Iron Iris responds to the need for flexible systems that can detect, track, and neutralize unauthorized drones in civilian and defense environments. The station is a compact, Euro pallet-sized turret integrating sensing, computation, and actuation in a modular platform.
The prototype is a technology demonstrator, not an operational weapon system. The focus is on validating the system architecture, control pipeline, and MOSA principles as a step toward higher TRL in future iterations.
- Electronics Integration: Custom mounting solutions for internal electronics (Jetson, Arduinos, DC-DC), improving space utilization, weight balance, and overall system layout.

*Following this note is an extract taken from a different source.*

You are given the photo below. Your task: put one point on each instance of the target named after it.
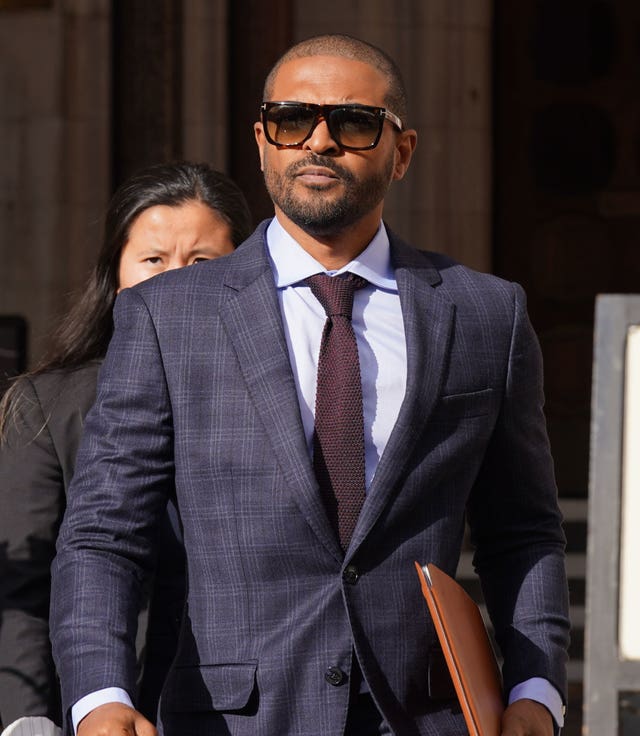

- Structural Rigidity: Motor mount implemented as a load-bearing element; lid designed for tension-loading to increase torsional stiffness and pointing accuracy.
- Sensor Module Optimization: Generative design reduced the sensor holder’s mass and static torque; counterweight system added for rotational stability.
- Turret Platform Design: Rotational platform with chamfered-edge profile for efficient cable routing and functional alignment.
- Interface & Payload Optimization: Defined all mounting interfaces and optimized internal layout for sensor module and electronics suite.
- Cooperation: Contributed directly to building the base, including assembly of the Bosch Rexroth frame and installation of the main bearing-holder assembly.
| Power System | Mission System (Jetson) |
|---|---|
| Provides 24 V DC power for electronics and motors | NVIDIA Jetson Orin AGX (Ubuntu/JetPack) with YOLO-based drone detection, OpenCV video pipeline, and manual/semi-autonomous control modes |
| Actuation | Gunhouse |
|---|---|
| Pan/tilt turret on Bosch Rexroth T-slot aluminum frame, Euro pallet footprint (1200 × 800 mm), continuous 360° rotation via multi-circuit slip ring | Non-lethal engagement using low-impact projectiles or 450 nm laser concept to disrupt drone vision; prototype level demonstration |
Key System Details:
- Mission System: Jetson Orin AGX for real-time drone detection and tracking, manual and semi-autonomous operation modes.
- Sensing & Tracking: 4K RGB camera as primary sensor; prepared for LiDAR/acoustic modules; range 2–100 m, sub-degree angular accuracy, ~1 s response time.
- Actuation & Structure: Pan/tilt turret integrated into a modular frame; high torsional stiffness and stable rotation.
- Power & Control: 24 V DC with separate PSUs for compute and motors; clear separation of high-power and sensitive electronics.
- Engagement Concept: Prototype system uses non-lethal methods to disable or disrupt UAVs safely.
- Concept Development: Sketched multiple frame and pan architectures; down-selected using manufacturability, stiffness, and modularity criteria.
- CAD & Simulation: 3D models for interference checks, mounting patterns, and cable routing; basic hand calculations for torque and deflection.
- Prototype Manufacturing: Saw-cut profiles, 3D-printed brackets, and laser-cut plates accelerated iteration.
- Assembly Trials: Incremental builds verified fit, alignment, and service access before electronics integration.
- Design for Upgrade: Standardized hole patterns and spare mounting faces enable future actuators, covers, and high-data-rate slip rings.